Bankruptcy, restructuring, and leveraged finance expert
Robert Grien, Managing Director and Head of the Finance and Restructuring Advisory Group of TM Capital Corp. and an affiliate with Analysis Group.
Since the onset of the credit crisis, bankruptcy filings have skyrocketed as large, leveraged loans come due and available financing remains scarce. In May 2009 alone, U.S. business bankruptcy filings jumped 40 percent from the previous year. Further complicating bankruptcy and restructuring proceedings, the complex issue of loan reinstatement has emerged as a significant topic in reorganization negotiations. As debtors and creditors jockey for position on this issue, the first few Chapter 11 reinstatement cases are setting critical precedents.
Here, Mr. Grien and Dr. Chakraborty answer pressing questions about the increasingly prominent role of reinstatement in bankruptcy litigation and negotiation.
Dr. Chakraborty: Bankruptcy and restructuring proceedings are complex matters that have developed their own lingo. Two terms, ‘reinstatement’ and ‘cram-up,’ have recently emerged as particularly important. Reinstatement, or renewal, of debt is a specific action that can occur if the only default on a particular creditor is the act of filing for bankruptcy. In other words, for that particular creditor, the debtor is current on the loan’s principal and interest and not in breach of other loan covenants. It is possible, in this circumstance, for the loan simply to be reinstated under all of the original terms as long as the junior lenders demonstrate that the senior lenders are receiving the full value for their secured claim.

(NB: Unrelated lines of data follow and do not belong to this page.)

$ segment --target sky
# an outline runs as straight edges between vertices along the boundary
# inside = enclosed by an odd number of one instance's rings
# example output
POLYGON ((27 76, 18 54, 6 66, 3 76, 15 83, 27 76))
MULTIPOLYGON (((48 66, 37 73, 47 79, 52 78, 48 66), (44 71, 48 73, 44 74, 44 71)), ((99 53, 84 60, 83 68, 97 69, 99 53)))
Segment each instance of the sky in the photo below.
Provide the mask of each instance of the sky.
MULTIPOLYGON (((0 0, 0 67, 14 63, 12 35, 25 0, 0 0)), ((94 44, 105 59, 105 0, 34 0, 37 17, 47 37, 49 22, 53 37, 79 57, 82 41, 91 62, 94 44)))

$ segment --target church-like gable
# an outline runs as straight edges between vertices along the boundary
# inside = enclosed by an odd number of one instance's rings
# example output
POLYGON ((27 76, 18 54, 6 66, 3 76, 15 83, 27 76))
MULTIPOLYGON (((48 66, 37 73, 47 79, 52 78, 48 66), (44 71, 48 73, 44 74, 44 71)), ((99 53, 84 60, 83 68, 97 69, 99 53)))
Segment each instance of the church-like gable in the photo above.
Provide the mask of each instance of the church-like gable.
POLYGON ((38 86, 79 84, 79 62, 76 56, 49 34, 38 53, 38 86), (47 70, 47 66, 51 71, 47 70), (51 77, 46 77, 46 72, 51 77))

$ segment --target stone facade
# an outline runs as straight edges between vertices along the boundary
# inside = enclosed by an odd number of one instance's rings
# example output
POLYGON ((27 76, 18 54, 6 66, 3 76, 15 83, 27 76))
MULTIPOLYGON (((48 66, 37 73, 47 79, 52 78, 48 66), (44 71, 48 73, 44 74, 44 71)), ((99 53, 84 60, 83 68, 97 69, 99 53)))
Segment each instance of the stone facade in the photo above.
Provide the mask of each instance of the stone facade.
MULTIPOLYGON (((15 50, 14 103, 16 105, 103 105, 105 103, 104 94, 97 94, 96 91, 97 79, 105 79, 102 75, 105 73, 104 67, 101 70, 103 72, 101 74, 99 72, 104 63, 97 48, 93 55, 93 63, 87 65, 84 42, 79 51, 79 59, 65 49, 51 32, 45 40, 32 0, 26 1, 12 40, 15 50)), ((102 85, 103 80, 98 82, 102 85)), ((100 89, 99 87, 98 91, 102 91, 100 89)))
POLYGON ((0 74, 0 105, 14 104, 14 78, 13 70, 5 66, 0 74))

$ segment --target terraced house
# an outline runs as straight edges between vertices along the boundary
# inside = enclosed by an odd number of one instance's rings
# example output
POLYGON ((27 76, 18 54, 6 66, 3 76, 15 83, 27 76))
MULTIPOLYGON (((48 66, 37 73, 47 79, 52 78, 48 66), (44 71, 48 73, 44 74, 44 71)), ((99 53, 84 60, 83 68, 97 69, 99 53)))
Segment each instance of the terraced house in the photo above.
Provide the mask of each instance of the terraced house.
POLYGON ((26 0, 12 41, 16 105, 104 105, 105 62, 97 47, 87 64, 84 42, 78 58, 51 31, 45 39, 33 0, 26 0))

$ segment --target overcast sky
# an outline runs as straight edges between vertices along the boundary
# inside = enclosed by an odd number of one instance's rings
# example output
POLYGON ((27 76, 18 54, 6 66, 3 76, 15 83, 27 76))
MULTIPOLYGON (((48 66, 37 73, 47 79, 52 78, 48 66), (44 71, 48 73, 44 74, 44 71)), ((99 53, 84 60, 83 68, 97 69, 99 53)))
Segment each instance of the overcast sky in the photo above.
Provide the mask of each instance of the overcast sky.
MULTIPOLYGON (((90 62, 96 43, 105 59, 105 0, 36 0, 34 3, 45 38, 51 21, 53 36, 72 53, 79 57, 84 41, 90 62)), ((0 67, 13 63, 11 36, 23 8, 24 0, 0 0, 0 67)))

Maureen Chakraborty, a Managing Principal who specializes in bankruptcy-related matters and solvency analysis.
Mr. Grien: A cram-up is a new wrinkle on the more familiar ‘cram-down,’ in which the more senior creditors impose their plan, or ‘cram it down’ on dissenting junior creditors. This is possible because bankruptcy law allows for a plan to be confirmed over the objections of a dissenting class of creditors if one impaired class has voted in favor of the plan. We say a class is impaired if it is receiving less than 100 percent of its claim in the plan. A cram-up is the opposite phenomenon, and occurs when junior creditors try to force a plan on more senior creditors by reinstating their debt. Many of the loans put in place in the few years leading up to the credit collapse are very attractive to the borrowers, so we expect more of them to attempt to utilize this strategy going forward as a means of preserving that debt in their capital structures.
Dr. Chakraborty: In this economy, companies filing for bankruptcy are not always in technical default on their senior loans. They often preemptively declare bankruptcy as a means to reorganize and achieve favorable financing terms. Reinstatement has not, historically, been battled out in bankruptcy court, and there is no formal case law on this topic. We expect to see a lot more of this type of contentious litigation because, as Rob just explained, reinstatement of debt has become particularly favorable for debtors and unpopular with senior creditors.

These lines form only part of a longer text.